この地球上のどこであっても、矛盾の無い社会制度などない。人種や宗教や性別や学歴や職業や年齢や、その他いろいろな属性がもたらす階層の違いという問題を抱えていない国もない。だから、この物語は世界的に「普遍性があるように見える」オハナシになっている。かくして、「自分は他人より頭が良い」と思っているスノッブどもは、入れ食いでこの作品を取り上げることになるわけである。「頭の良い私は社会の問題に気づいているぞ!」と一刻も早く喋りたくてたまらなくなるわけだね。
まあ、「こういう記事書いてるオマエも大概俗物だよな?」という批判は甘んじて受けることにしよう。
さて、そんな感じで何らかの「普遍性」を意識している映画ではあると解釈されがちであるようだが、しかし、俺はこの作品に埋め込まれている、恐ろしいほどアメリカンで普遍性に欠けるというか、はっきりきっぱりアメリカという国の宣伝映画になってる「臭い」の方を圧倒的に強く感じてしまった。それは決して悪いことではない。むしろこの作品は、別に時や場所を超えた普遍性があるわけではなく、現在のアメリカ社会に縛られまくって作られた、紛れも無く2016年を象徴するアメリカの作品だということである。
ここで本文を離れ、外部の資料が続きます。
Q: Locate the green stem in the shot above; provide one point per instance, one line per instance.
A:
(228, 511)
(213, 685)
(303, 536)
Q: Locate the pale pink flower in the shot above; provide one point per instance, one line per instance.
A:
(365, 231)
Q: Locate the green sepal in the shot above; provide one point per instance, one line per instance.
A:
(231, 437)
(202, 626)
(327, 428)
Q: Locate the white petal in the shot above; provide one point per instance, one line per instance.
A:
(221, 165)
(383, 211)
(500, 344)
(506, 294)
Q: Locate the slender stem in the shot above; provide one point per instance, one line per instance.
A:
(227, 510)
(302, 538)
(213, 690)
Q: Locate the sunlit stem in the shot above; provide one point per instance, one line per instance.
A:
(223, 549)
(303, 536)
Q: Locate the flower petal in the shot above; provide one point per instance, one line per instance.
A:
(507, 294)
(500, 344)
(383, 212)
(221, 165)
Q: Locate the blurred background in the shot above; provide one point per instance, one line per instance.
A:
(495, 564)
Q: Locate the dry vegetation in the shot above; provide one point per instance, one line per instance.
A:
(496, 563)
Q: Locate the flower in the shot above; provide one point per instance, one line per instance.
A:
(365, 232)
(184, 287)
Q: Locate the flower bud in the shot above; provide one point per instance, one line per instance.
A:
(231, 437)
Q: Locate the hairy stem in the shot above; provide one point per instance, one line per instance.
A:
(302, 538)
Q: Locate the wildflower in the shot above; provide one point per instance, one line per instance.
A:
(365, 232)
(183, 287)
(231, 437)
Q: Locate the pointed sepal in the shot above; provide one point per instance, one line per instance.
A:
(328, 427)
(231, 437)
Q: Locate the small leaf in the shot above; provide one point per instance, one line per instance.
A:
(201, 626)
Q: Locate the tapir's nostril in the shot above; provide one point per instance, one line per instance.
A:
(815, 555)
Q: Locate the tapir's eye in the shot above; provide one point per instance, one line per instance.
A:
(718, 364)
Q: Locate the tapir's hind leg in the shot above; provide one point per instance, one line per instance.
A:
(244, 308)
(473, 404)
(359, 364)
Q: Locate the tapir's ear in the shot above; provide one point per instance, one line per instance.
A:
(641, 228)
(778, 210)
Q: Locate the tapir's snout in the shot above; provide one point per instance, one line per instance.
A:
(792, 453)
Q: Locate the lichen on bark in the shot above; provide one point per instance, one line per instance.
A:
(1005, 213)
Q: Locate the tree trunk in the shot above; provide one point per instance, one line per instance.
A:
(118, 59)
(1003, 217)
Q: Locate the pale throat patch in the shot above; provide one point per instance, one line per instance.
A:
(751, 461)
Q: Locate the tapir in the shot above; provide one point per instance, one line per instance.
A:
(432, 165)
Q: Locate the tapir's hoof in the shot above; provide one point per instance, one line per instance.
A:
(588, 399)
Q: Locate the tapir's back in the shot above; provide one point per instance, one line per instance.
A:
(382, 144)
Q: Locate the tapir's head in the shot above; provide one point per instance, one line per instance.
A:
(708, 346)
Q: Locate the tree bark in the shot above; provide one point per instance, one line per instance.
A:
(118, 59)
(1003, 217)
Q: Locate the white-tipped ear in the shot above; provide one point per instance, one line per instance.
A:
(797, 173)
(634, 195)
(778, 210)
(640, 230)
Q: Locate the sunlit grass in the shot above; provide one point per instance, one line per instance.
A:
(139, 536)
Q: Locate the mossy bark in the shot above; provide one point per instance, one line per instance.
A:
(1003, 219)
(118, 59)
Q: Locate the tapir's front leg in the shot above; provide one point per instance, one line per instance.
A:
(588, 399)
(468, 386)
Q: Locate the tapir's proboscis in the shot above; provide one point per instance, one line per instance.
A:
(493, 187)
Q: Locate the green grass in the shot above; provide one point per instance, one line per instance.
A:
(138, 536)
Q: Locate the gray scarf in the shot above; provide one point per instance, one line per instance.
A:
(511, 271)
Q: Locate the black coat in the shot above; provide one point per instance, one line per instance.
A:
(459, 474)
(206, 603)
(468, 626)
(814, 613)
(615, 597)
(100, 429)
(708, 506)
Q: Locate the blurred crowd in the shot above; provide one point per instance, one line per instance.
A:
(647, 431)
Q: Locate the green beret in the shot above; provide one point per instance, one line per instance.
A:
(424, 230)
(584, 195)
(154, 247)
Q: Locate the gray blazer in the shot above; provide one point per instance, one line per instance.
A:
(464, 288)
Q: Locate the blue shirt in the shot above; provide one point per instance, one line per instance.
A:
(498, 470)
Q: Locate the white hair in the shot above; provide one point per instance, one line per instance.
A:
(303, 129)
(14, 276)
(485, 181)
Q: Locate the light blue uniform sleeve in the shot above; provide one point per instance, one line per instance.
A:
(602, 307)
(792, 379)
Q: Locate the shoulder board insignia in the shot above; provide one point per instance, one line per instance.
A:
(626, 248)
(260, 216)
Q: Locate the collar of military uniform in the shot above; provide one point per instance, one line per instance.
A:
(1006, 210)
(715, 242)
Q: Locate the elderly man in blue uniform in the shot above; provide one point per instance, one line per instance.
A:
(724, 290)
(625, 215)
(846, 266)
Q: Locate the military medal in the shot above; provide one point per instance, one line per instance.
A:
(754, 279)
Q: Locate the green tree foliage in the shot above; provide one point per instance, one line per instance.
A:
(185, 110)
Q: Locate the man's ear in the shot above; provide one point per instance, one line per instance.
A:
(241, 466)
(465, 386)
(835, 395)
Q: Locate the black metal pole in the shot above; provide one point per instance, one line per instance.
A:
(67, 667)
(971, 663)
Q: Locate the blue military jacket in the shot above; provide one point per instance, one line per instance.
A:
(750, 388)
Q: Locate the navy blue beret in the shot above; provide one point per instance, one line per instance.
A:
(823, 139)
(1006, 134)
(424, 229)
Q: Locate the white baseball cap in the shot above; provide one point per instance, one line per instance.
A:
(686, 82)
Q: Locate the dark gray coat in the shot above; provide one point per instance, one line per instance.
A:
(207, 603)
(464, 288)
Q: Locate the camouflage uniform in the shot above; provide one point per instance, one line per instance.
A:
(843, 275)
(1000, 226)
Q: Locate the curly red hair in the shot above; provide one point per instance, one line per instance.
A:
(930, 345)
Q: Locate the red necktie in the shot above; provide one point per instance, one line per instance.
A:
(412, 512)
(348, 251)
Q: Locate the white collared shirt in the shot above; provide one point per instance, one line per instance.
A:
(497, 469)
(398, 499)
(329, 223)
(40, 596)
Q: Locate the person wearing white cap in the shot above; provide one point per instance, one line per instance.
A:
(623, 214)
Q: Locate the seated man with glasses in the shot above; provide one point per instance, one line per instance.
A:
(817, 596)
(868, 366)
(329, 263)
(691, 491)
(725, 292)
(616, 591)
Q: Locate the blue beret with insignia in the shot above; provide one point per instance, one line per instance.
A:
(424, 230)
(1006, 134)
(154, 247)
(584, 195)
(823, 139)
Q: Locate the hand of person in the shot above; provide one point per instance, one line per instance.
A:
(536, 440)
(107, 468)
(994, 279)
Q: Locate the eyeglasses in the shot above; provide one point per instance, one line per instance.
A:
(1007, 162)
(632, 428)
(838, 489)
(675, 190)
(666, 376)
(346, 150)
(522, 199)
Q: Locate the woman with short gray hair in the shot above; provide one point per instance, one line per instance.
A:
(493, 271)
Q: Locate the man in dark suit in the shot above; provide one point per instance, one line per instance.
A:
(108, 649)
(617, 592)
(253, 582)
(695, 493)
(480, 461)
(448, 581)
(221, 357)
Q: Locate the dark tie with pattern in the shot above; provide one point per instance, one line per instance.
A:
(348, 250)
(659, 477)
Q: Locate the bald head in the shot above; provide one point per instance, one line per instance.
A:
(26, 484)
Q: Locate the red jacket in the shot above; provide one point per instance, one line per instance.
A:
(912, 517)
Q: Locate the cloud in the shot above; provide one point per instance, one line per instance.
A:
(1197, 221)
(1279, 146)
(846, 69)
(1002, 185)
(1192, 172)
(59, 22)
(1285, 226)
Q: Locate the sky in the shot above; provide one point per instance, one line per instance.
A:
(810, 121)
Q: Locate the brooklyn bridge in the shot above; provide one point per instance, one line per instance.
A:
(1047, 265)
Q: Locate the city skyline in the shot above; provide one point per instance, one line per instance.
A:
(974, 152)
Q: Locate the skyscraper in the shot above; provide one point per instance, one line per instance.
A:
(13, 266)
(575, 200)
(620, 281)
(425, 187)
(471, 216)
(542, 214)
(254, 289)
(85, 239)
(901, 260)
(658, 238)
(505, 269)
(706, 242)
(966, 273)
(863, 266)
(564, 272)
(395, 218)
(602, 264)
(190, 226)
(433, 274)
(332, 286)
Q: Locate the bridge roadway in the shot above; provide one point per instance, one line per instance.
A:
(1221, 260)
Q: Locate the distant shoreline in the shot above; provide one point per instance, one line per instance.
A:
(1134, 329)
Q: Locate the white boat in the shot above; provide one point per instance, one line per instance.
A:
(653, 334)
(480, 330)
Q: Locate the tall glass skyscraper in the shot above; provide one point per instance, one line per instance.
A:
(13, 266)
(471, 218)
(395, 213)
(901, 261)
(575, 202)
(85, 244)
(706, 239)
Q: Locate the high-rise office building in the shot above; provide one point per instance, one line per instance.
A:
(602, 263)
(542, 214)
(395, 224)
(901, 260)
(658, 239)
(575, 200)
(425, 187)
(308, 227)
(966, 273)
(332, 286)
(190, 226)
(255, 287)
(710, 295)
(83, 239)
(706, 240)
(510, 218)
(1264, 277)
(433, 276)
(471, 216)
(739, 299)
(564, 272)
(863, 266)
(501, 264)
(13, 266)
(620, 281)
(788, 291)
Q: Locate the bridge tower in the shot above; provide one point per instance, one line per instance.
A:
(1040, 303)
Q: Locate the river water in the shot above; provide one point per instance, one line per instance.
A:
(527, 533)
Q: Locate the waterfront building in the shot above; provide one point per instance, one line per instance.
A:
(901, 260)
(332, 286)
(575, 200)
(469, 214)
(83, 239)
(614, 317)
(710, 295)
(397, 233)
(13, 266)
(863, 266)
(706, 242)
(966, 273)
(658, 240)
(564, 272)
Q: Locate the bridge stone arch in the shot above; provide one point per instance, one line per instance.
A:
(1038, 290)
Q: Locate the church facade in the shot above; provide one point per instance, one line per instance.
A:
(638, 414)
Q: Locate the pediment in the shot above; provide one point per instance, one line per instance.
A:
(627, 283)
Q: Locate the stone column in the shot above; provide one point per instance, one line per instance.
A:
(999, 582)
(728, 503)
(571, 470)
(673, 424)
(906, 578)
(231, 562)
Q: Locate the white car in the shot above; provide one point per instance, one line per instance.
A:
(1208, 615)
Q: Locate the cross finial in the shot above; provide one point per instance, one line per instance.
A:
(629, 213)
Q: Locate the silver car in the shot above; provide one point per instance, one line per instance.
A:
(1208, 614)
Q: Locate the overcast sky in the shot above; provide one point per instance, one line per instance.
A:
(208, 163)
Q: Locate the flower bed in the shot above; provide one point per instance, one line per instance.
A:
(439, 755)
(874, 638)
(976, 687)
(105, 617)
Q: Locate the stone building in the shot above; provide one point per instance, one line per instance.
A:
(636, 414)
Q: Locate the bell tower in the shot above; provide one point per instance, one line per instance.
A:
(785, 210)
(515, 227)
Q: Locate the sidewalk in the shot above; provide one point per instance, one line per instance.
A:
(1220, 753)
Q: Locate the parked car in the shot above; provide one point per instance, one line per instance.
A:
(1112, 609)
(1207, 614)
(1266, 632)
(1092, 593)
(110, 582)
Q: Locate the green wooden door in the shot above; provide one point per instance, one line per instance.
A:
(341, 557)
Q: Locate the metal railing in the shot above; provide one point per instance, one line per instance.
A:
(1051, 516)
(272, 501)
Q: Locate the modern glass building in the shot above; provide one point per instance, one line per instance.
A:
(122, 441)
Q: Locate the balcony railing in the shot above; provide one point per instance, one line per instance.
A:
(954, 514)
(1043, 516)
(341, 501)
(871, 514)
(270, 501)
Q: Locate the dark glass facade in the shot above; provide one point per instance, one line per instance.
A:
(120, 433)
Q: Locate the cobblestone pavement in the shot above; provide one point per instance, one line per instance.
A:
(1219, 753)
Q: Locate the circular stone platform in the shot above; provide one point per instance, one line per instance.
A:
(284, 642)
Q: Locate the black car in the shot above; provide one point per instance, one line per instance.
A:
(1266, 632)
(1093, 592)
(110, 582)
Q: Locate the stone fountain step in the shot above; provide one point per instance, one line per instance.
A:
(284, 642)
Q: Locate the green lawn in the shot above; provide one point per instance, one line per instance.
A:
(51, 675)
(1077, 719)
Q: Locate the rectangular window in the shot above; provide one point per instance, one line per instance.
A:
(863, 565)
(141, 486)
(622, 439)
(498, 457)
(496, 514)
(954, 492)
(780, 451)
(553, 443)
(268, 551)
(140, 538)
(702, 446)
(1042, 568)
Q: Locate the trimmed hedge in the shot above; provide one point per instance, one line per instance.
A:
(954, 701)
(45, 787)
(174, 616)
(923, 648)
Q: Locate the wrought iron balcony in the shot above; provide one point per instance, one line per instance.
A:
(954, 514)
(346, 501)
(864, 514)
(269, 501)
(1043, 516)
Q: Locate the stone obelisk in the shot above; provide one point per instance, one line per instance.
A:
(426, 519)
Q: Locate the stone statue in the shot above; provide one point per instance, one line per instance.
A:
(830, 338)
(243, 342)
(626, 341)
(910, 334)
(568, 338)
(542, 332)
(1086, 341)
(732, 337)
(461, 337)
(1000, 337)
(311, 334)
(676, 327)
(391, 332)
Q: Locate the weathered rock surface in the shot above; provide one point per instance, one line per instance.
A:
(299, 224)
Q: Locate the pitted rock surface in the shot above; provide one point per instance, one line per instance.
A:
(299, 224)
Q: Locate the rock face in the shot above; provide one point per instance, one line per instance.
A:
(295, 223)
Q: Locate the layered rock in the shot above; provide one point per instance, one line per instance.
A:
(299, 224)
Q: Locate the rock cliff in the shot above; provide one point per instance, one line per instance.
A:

以下、特にその「臭い」の強かった点を3つほど取り上げよう。1つ目は「社会の問題は、我々が挑戦すれば解決出来るのだ」という発想が強いこと。2つ目は、「この社会はある種の嘘だがそれを守ることが正しい」という点。そして3つ目は「この社会を作った主体については積極的には考えない」というところである。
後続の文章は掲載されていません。